BookGPU/Chapters/chapter6/PartieORWL.tex

   1 %\clearpage
   2 \section{Perspective: a unifying programming model}
   3 \label{sec:ch6p3unify}
   4
   5 In the previous sections we have seen that controlling a distributed GPU
   6 application when using tools that are commonly available is quite a challenging
   7 task. To summarize, such an application has components that can be roughly
   8 classified as
   9
  10 \begin{description}
  11   \itemsep=0pt
  12 \item[CPU:] CPU-bound computations, realized as procedures in the chosen
  13   programming language
  14 \item[CUDA$_{kern}$:] GPU-bound computations, in our context realized as CUDA compute kernels
  15 \item[CUDA$_{trans}$:] data transfer between CPU and GPU, realized with CUDA function calls
  16 \item[MPI:] distributed data transfer routines, realized with MPI communication primitives
  17 \item[OpenMP:] inter-thread control, realized with OpenMP synchronization tools such as mutexes
  18 \item[CUDA$_{sync}$:] synchronization of the GPU, realized with CUDA functions
  19 \end{description}
  20
  21 Among these, the last (CUDA$_{sync}$) is not strictly necessary on modern
  22 systems, but it is still recommended to obtain optimal performance. With or without
  23 that last step, such an application is highly complex: it is difficult to design
  24 or to maintain, and depends on a lot of different software components. The goal
  25 of this section is to present a new path of development that allows the
  26 replacement of the last three or four types of components that control the application (MPI,
  27 OpenMP, CUDA$_{sync}$, and eventually CUDA$_{trans}$) with a single tool:
  28 {O}rdered {R}ead-{W}rite {L}ocks, ORWL\index{ORWL}
  29 (see~\cite{clauss:2010:inria-00330024:1,gustedt:hal-00639289}). Besides the
  30 simplification of the algorithmic scheme that we have already mentioned, the
  31 ongoing implementation of ORWL allows the use of a feature of modern platforms that
  32 can improve the performance of CPU-bound computations: lock-free atomic
  33 operations to update shared data consistently. For these, ORWL relies on new
  34 interfaces that are available with the latest revision of the ISO standard for
  35 the C programming language (see~\cite{C11}).
  36
  37 \subsection{Resources}
  38 \label{sec:ch6p3resources}
  39
  40 ORWL places all its concepts that concern data and control around a single
  41 abstraction: \emph{resources}\index{ORWL!resource}. An ORWL resource may correspond to a local or
  42 remote entity and is identified through a \emph{location}\index{ORWL!location}, that is a unique
  43 identification through which it can be accessed from all different components of
  44 the same application. In fact, resources and locations (entities and their names,
  45 so to speak) are mostly identified by ORWL and these words will be used
  46 interchangeably.
  47
  48 Resources may be of very different kinds:
  49 \begin{description}
  50 \item[Data] resources\index{ORWL!resource!data} are entities that represents data and not specific
  51   memory buffers or locations. During the execution of an application they can be
  52   \emph{mapped} repeatedly into the address space and in effect be represented
  53   at different addresses. Data resources can be made accessible uniformly in all
  54   parts of the application, provided that the locking protocol is observed (see
  55   below). Data resources can have different persistence:
  56   \begin{description}
  57   \item[RAM] data resources are typically temporary data that serve only during
  58     a single run of the application. They must be initialized at the beginning of
  59     their lifetime and the contents are lost at the end.

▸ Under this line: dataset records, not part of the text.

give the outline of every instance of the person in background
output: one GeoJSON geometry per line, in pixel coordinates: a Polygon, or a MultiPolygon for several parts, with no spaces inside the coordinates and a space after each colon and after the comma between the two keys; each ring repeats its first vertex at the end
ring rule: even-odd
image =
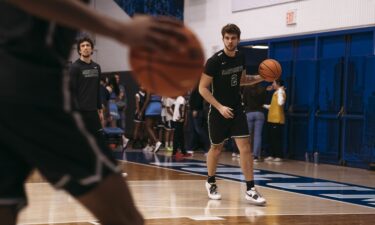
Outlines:
{"type": "MultiPolygon", "coordinates": [[[[121,119],[120,110],[118,109],[118,99],[121,94],[120,87],[118,86],[118,82],[115,76],[111,76],[109,78],[109,83],[107,85],[107,90],[109,93],[109,102],[108,102],[108,109],[109,109],[109,123],[111,127],[118,127],[118,121],[121,119]]],[[[125,136],[125,130],[123,130],[122,134],[122,149],[126,149],[129,143],[129,139],[125,136]]]]}
{"type": "Polygon", "coordinates": [[[141,86],[139,91],[135,94],[135,113],[134,113],[134,133],[133,133],[133,148],[139,149],[144,148],[143,145],[143,130],[145,117],[141,113],[141,110],[146,101],[146,91],[141,86]]]}
{"type": "Polygon", "coordinates": [[[70,87],[75,99],[75,108],[88,124],[92,132],[100,136],[101,124],[104,121],[100,96],[100,65],[95,63],[91,56],[94,51],[94,42],[84,36],[77,40],[77,59],[70,66],[70,87]]]}
{"type": "Polygon", "coordinates": [[[126,90],[125,90],[124,85],[122,85],[121,82],[120,82],[120,75],[119,74],[117,74],[117,73],[115,74],[115,79],[116,79],[116,83],[117,83],[118,88],[119,88],[119,94],[118,94],[117,99],[116,99],[116,105],[117,105],[117,109],[118,109],[120,119],[117,120],[117,126],[125,131],[125,129],[126,129],[125,115],[126,115],[126,107],[127,107],[127,102],[128,102],[127,96],[126,96],[126,90]]]}
{"type": "Polygon", "coordinates": [[[148,145],[143,149],[150,152],[158,152],[161,147],[161,141],[158,139],[154,127],[157,126],[161,115],[161,96],[148,93],[145,103],[141,109],[140,116],[145,116],[146,131],[148,134],[148,145]]]}
{"type": "Polygon", "coordinates": [[[269,156],[265,158],[266,161],[280,162],[283,160],[283,128],[285,124],[284,104],[286,100],[286,93],[284,88],[284,81],[281,79],[275,80],[272,83],[275,90],[272,95],[270,105],[264,105],[268,109],[267,127],[268,127],[268,141],[269,141],[269,156]]]}
{"type": "Polygon", "coordinates": [[[100,78],[100,88],[99,88],[100,99],[101,99],[100,101],[102,103],[102,110],[103,110],[103,120],[101,121],[102,127],[107,126],[107,122],[109,118],[108,102],[109,102],[110,94],[107,90],[107,85],[108,85],[108,78],[106,76],[102,76],[100,78]]]}
{"type": "Polygon", "coordinates": [[[178,96],[173,105],[173,118],[172,118],[172,126],[174,128],[172,156],[175,156],[175,157],[190,157],[191,156],[191,154],[187,153],[185,149],[185,135],[184,135],[185,113],[186,113],[186,100],[183,96],[178,96]],[[180,154],[178,154],[178,149],[180,149],[181,151],[180,154]]]}
{"type": "Polygon", "coordinates": [[[261,161],[262,130],[265,120],[263,105],[266,103],[266,90],[261,83],[244,86],[242,99],[245,104],[254,161],[258,162],[261,161]]]}
{"type": "Polygon", "coordinates": [[[167,151],[173,150],[173,139],[174,139],[174,127],[172,125],[173,119],[173,106],[176,99],[164,98],[165,105],[165,149],[167,151]]]}
{"type": "MultiPolygon", "coordinates": [[[[203,97],[199,94],[198,86],[193,89],[189,99],[189,105],[191,113],[191,122],[193,125],[193,133],[196,138],[190,138],[190,141],[199,141],[203,144],[203,150],[206,154],[210,149],[210,139],[208,138],[208,127],[206,115],[203,110],[204,100],[203,97]]],[[[190,146],[193,146],[193,143],[190,143],[190,146]]]]}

  60   \item[File] data resources are persistent and linked to a file in the file
  61     system of the platform.
  62   \item[Collective] data resources are data to which all tasks of an
  63     application contribute (see below). Examples for such resources are \emph{broadcast},
  64     \emph{gather}, or
  65     \emph{reduce} resources, e.g., to distribute initial data or to collect the
  66     result of a distributed computation.
  67   \end{description}
  68   Other types of data resources could be easily implemented with ORWL, e.g., web
  69   resources (through a ftp, http or whatever server address) or fixed hardware
  70   addresses.
  71 \item[Device] resources\index{ORWL!resource!device} represent hardware entities of the
  72   platform. ORWL can then be used to regulate the access to such device
  73   resources. In our context the most important such resource is the GPU, but we
  74   could easily use it to represent a CPU core, a camera, or another peripheral
  75   device.
  76 \end{description}
  77
  78 \Lst{algo:ch6p3ORWLresources} shows an example of a declaration of
  79 four resources per task. Two (\texttt{curBlock} and \texttt{nextBlock}) are
  80 intended to represent the data in a block-cyclic parallel matrix multiplication
  81 (see Section~\ref{ch6:p1block-cyclic}),
  82 \texttt{GPU} represents a GPU device, and \texttt{result} will represent a
  83 collective ``gather'' resource among all the tasks.
  84
  85 \pagebreak
  86 %\begin{algorithm}[H]
  87 %  \caption{Declaration of ORWL resources for a block-cyclic matrix
  88 %    multiplication.}
  89 %  \label{algo:ch6p3ORWLresources}
  90 \begin{Listing}{algo:ch6p3ORWLresources}{declaration of ORWL resources for a block-cyclic matrix multiplication}
  91 #include "orwl.h"
  92 ...
  93 ORWL_LOCATIONS_PER_TASK(curBlock, nextBlock, GPU, result);
  94 ORWL_DATA_LOCATION(curBlock);
  95 ORWL_DATA_LOCATION(nextBlock);
  96 ORWL_DEVICE_LOCATION(GPU);
  97 ORWL_GATHER_LOCATION(result);
  98 \end{Listing}
  99 %\end{algorithm}
 100
 101
 102 \subsection{Control}
 103 \label{sec:ch6p3ORWLcontrol}
 104
 105
 106 ORWL regulates access to all its resources; no ``random access'' to a resource
 107 is possible. It doesn't even have a user-visible data type for resources.
 108 \begin{itemize}
 109 \item All access is provided through \emph{handle}s\index{ORWL!handle}. Similar to pointers or
 110   links, these only refer to a resource and help to manipulate it. Usually
 111   several handles to the same resource exist, even inside the same OS process
 112   or thread, or in the same application task.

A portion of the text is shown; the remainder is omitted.